Suddenly the whole world turned upside down. He’d grabbed her and flipped her in the air, bringing her dow
n across his body.
Breathless with shock and with awe at his sheer strength and prowess, she gaped up at him. It had been effortless for him to catapult her like this. His hands hadn’t dug hard in her flesh to secure her, then he’d applied what felt like antigravity to her descent in midflip so that she landed with the softest of impacts on his lap.
Sealing her open mouth with a kiss that breached her essence, he finally withdrew to look down at her as she lay cradled in his arms, nerveless still with surprise and sheer delight. She would have stayed like this forever if she could.
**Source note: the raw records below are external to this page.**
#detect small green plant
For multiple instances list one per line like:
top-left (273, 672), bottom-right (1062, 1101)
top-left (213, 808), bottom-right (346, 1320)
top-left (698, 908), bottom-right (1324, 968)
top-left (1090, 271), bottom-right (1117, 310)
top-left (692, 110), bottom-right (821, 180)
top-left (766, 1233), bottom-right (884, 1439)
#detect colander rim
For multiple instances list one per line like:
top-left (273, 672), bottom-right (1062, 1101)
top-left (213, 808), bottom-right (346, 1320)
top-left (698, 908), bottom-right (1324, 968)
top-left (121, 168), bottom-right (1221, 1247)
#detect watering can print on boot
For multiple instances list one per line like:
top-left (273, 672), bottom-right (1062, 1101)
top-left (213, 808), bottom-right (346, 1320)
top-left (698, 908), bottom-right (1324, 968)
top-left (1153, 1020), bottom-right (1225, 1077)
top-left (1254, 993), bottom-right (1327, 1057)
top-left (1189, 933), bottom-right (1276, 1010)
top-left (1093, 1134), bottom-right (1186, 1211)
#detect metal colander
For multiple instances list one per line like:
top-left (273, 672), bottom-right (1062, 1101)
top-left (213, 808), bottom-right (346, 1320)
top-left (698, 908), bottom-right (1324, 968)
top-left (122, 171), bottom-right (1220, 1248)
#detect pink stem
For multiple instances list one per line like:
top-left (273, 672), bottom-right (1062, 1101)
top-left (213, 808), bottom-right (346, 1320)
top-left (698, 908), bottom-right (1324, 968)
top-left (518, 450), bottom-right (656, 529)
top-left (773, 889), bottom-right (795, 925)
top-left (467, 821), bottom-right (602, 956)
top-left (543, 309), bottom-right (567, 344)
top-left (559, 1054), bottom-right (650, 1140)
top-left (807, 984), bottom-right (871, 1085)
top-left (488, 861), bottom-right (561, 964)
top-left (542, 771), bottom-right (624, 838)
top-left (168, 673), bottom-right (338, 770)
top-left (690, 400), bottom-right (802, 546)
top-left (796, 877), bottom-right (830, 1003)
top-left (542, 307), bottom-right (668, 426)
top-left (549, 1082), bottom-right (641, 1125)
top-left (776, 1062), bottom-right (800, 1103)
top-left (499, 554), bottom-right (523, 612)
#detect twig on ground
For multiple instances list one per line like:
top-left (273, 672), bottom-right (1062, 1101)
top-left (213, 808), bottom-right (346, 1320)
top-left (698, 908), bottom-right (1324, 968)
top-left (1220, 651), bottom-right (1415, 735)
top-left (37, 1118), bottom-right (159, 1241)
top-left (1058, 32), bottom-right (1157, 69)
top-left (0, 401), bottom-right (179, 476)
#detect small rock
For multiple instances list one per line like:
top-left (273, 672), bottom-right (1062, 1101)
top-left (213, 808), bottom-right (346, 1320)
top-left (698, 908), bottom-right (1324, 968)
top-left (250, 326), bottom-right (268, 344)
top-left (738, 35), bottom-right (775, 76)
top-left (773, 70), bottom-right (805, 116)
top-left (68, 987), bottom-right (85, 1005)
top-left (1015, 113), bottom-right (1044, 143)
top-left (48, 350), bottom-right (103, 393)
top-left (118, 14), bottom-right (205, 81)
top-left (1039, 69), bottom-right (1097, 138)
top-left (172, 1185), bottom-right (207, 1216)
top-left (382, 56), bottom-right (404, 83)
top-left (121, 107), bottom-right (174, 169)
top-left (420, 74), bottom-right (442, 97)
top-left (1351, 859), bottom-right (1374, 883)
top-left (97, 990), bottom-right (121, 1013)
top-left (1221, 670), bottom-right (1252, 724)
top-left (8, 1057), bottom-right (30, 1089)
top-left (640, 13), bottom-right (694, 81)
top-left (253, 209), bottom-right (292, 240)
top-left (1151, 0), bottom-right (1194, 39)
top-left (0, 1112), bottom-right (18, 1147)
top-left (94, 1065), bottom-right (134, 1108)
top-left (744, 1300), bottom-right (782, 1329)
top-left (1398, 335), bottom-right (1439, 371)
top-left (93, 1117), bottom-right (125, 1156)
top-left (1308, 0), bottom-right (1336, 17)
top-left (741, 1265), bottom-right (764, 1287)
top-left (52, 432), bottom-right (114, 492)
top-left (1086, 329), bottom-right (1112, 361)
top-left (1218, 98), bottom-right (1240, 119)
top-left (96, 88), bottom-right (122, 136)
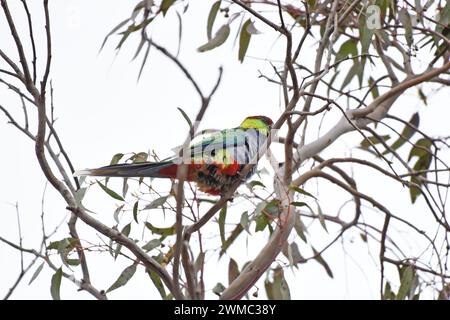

He lifted a thick lock of her long hair to his lips before winding it around his hand, giving a tug that sent a million delicious arrows shooting everywhere through her body.
One of her various addictions to him was to how he gave her pleasure with every touch, every action. But when he plundered her, he had her screaming with it, tethering her by her hair, harnessing her to make her submit to his every demand. It bordered on savagery, and was pure perfection.
She wished she could ask him to grow his magnificent hair longer, so she could grab it as she held on to him, as he pounded into her, drove her beyond her limits and herself and the world.
But she had no right to ask anything of him, even if his indulgence of her knew no bounds. And even if she did ask, and he didn’t have to keep it cropped for his image and grew it out, she wouldn’t be around long enough to enjoy the results.
Megumi would. She knew he believed his fiancée would endure intimacy with him only for the purpose of making their required heirs, but Scarlett believed any woman he touched would crave him forever afterward. As she did.
“It’s too obvious,” he suddenly said. “To pick Scarlett because you chose to be a redhead in this incarnation.”
It was as if he was continuing a conversation he’d been having with himself. Was that why he’d been lost in thought? Searching for explanations as to why she’d chosen that name?
He’d had questions sometimes, what would have led to discussing her past and dissecting it. She’d diverted him every time. But he kept going back to her name, the one she’d chosen for her latest, and she hoped, last identity. It was as if he was trying to grab the end of a thread that would help him unravel her mystery. A person’s given name might not say much about them, but a chosen one said a lot, could be a clue that would lead to their truth. What she never wanted him, of all people, to find out.
But instead of evading the question again, she decided to give him a measure of truth. “I did choose the name because it would make people think my parents picked the obvious name for a redhead. But it’s just a coincidence, since it has personal significance to me, what no one else would ever figure out.”
His focus became absolute. “What is that?”
She gave him another piece. “It reminds me of my mother.”
His eyes smoldered. “Did you lose her long ago?”
“Over twenty years ago.”
He frowned. “You must have been too young to remember her.”
“I was old enough to remember everything.”
His gaze grew more probing. “I wouldn’t give you more than twenty-five or -six.”
“I’m older than I look.”
She was actually almost twenty-nine, had been seven when she’d lost her mother. Or rather, when she had been lost to her mother.
But she wouldn’t pinpoint her age. She drew the line at giving him specifics. But she’d appease his curiosity with one more truth.
“The first fairy tale my mother ever told me at night was Little Red Riding Hood. It remained my favorite bedtime story. But since I couldn’t have named myself Red, I went for Scarlett.”
As soon as her lips stilled, he bent and took them in a long, drugging kiss. As if rewarding her for satisfying one of his curiosities about her.
Pulling back, she noticed a touch of something she hadn’t seen since they’d met again, but had seen a lot five years ago when he’d thought she’d been the fictitious Hannah McPherson, the normal woman who’d lost her parents as he had. Empathy. Even tenderness.
Could she be imagining it? She shouldn’t.
“I was two when I lost my parents. But you know that already.”
She nodded, her throat tightening as she imagined the lost boy he’d been. She realized it was the first time he’d talked about it. She’d never thought he would share any of his scars with her.
He started sweeping her from head to hip in caresses as he talked, his gaze fixed on her eyes but seemingly looking into his own memories. “In the two years I spent in the shelter, no one ever told me that my parents were dead. They probably thought I was too young to understand what that meant, or they weren’t really sure they were. There were thousands still missing and unaccounted for.”